Torii Manabu, Yang Elly W, Doan Son
Medical Informatics, Kaiser Permanente Southern California, San Diego, CA.
AMIA Annu Symp Proc. 2018 Dec 5;2018:1028-1035. eCollection 2018.
Concept detection is an integral step in natural language processing (NLP) applications in the clinical domain. Clinical concepts are detailed (e.g., "pain in left/right upper/lower arm/leg") and expressed in diverse phrase types (e.g., noun, verb, adjective, or prepositional phrase). There are rich terminological resources in the clinical domain that include many concept synonyms. Even with these resources, concept detection remains challenging due to discontinuous and/or permuted phrase occurrences. To overcome this challenge, we investigated an approach to exploiting syntactic information. Syntactic patterns of concept phrases were mined from continuous, non-permuted forms of synonyms, and these patterns were used to detect discontinuous and/or permuted concept phrases. Experiments on 790 de-identified clinical notes showed that the proposed approach can potentially boost a recall of concept detection. Meanwhile, challenges and limitations were noticed. In this paper, we report and discuss our preliminary analysis and finding.

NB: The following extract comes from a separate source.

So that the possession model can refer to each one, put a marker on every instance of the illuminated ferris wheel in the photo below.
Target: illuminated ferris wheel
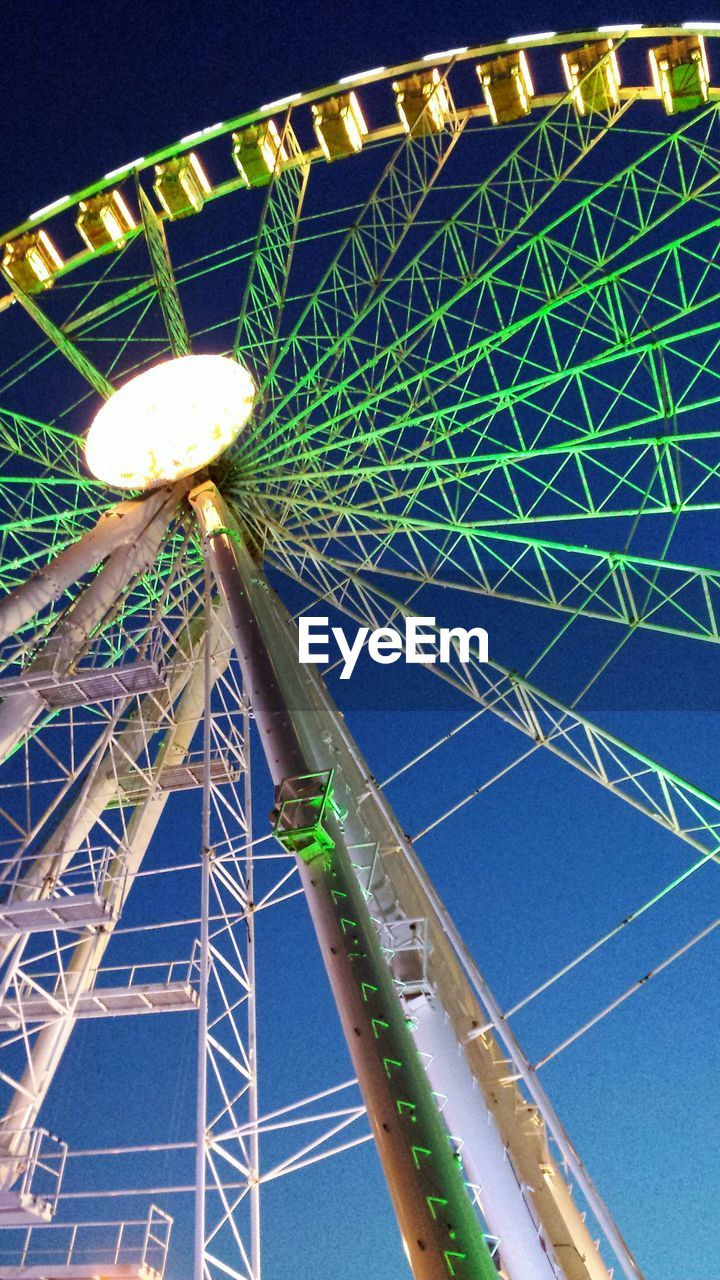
(445, 330)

概念检测是临床领域自然语言处理(NLP)应用中不可或缺的一步。临床概念详细具体(例如,“左/右上/下臂/腿部疼痛”),并以多种短语类型(如名词、动词、形容词或介词短语)表达。临床领域有丰富的术语资源,其中包含许多概念同义词。即便有这些资源,由于短语出现的不连续性和/或排列顺序的变化,概念检测仍然具有挑战性。为克服这一挑战,我们研究了一种利用句法信息的方法。从同义词的连续、未排列形式中挖掘概念短语的句法模式,并将这些模式用于检测不连续和/或排列的概念短语。对790份去标识化临床记录进行的实验表明,所提出的方法有可能提高概念检测的召回率。同时,也注意到了挑战和局限性。在本文中,我们报告并讨论了初步分析和发现。